Today I’d like to answer the question ‘How did you find your first client?’
It’s a question I get asked every now and then, and I remember being fascinated by this question when I was doing research into becoming a Virtual Assistant. I too wanted to know how others had started out and how they found their first client. It gave me hope that it could really work, and this is what I want to give you today.
Back in 2002, at the start of my journey to becoming a Virtual Assistant, I had invested in some transcribing equipment so I could start out offering simple transcription services from home. I’m assuming you know what transcription is (it’s when you listen to a voice recording and type what is being said. The finished document is formatted, spell checked and returned to the client).
I figured there would always be a need for this kind of work. Even if people can type themselves, often they don’t have the time or the inclination.
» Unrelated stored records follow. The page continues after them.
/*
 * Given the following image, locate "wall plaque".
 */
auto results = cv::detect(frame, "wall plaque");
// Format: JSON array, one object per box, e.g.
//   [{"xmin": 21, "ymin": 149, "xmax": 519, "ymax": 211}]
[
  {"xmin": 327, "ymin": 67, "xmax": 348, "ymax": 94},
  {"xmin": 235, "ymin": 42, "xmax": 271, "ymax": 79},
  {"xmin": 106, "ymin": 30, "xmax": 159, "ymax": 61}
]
I’ve been asked whether voice recognition software such as Dragon Naturally Speaking could potentially reduce the need for a transcriptionist.
Voice recognition software allows the spoken word to be automatically converted into text on your computer. However, in reality, the software needs to be trained to recognise your own voice, and you also spend valuable time correcting its ‘mistakes’ afterwards. Plus, it’s no good if you want, for example, an interview with more than one voice to be transcribed.
I put an ad in my local newspaper and crossed my fingers. The very next day I had a call from a lady nearby who had about 5 hours work of court recordings she needed transcribed! I couldn’t believe it as I was expecting to wait a long time before hearing anything.
The work involved a legal case that was going on for about 6 months – so she turned into more than a one-off client.
So, that is how I found my first client and the type of work I did for her. There are many legal firms that require help with transcription, as well as medical professionals, consultants, speakers, focus groups… you get the idea.
Digital transcription is really in demand as well. This removes the need for sending tapes back and forth. All you do is receive an mp3 digital file onto your computer. This gets transcribed using a headset, pedal and free digital transcription software.
Have a look at the ebook I wrote about transcription work from home:
Digital transcription really opens up the possibility of working with clients all over the world, seeing as it can be done purely over the internet.
As for finding clients, there are lots of ways of finding transcription clients. In fact, advertising in the local paper may not be the most effective way of putting word out about your services, but it did help me get that first client.
Other ways of marketing your transcription services could include networking on small business forums, social media e.g. Facebook, LinkedIn and Twitter, networking at local business events, ranking your website in the search engines, to name a few.
Do any of you have any experiences with offering transcription as a service? Or do you have any questions about offering transcription?